7 novembre 2015


Franc Muller – Avocat droit du travail, Paris

 

Verrait-on poindre à l’horizon, sinon un revirement de jurisprudence, du moins un infléchissement de la position de la Chambre sociale de la Cour de cassation, en matière de reclassement à la suite d’un licenciement pour motif économique ?

Cette interrogation peut paraitre légitime à la lecture d’un récent arrêt qui sème un certain trouble.

Nous avons à plusieurs reprises mentionné l’obligation de reclassement à laquelle l’employeur est assujetti lorsqu’il envisage le licenciement d’un ou plusieurs salariés pour motif économique.

Cette obligation légale résulte des dispositions du Code du travail (article L 1233-4).

La haute juridiction juge avec constance que l’obligation de reclassement, qui est préalable au licenciement, constitue un élément constitutif de la cause économique.

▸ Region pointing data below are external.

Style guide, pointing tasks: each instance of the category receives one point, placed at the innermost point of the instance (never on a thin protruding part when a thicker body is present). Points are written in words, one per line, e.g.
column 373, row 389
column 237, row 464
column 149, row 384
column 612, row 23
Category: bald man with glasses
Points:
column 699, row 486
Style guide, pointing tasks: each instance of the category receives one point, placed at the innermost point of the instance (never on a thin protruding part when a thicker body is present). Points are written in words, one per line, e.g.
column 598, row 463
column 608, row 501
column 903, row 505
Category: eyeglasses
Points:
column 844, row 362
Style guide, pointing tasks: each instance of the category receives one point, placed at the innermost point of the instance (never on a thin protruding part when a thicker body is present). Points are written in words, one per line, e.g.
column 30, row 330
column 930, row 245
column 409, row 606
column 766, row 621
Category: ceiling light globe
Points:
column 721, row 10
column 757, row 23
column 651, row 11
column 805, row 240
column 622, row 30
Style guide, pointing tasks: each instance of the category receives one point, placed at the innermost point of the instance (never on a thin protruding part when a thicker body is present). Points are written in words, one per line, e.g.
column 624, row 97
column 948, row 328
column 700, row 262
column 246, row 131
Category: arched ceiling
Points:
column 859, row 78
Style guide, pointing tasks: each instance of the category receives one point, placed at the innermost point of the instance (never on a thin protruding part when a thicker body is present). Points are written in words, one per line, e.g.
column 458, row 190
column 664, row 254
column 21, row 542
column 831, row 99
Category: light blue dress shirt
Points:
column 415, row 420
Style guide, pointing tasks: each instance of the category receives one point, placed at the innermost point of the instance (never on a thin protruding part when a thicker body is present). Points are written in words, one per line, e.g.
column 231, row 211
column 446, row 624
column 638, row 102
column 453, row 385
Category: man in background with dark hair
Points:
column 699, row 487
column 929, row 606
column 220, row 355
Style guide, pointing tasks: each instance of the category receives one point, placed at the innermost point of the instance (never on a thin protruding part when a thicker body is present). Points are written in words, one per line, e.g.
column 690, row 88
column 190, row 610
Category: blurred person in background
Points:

En outre, lorsqu’un employeur met en œuvre un plan de sauvegarde de l’emploi (PSE), il doit y intégrer un plan de reclassement visant à faciliter le reclassement des salariés dont le licenciement ne pourrait être évité (article L 1233-61 du Code du travail).

Les exigences qui pèsent sur l’employeur sont assez strictes, partant de l’idée que la sauvegarde de l’emploi du salarié doit prévaloir sur la rupture du contrat de travail.

Le licenciement économique d’un salarié ne peut en effet intervenir, en cas de suppression d’emploi, que si son reclassement n’est pas possible dans l’entreprise ou dans le groupe auquel elle appartient, parmi les entreprises dont les activités, l’organisation ou le lieu d’exploitation leur permettent d’effectuer la permutation de tout ou partie du personnel (Cass. soc. 5 juin 1996 n° 92-42034).

De sorte que l’employeur doit se livrer à une recherche active des postes disponibles aussi bien dans l’entreprise que, le cas échéant, dans le groupe auquel elle appartient.

Ce n’est que lorsqu’il justifie de l’absence de poste disponible à l’époque du licenciement, dans l’entreprise ou s’il y a lieu dans le groupe, qu’il ne commet pas un manquement à l’obligation de reclassement (2 juill. 2014 n° 13-12048).

On considérait jusqu’à présent comme acquis que dans le cadre des recherches auquel l’employeur procède, il devait formuler des offres de reclassement précises, concrètes et personnalisées.

Ainsi, en se bornant à adresser à un salarié une liste de postes à pourvoir ouverts à l’ensemble des salariés du groupe, l’employeur ne satisfait pas à son obligation (Cass. soc. 8 avril 2009 n° 08-40125, Cass. soc. 9 avril 2014 n° 13-13360).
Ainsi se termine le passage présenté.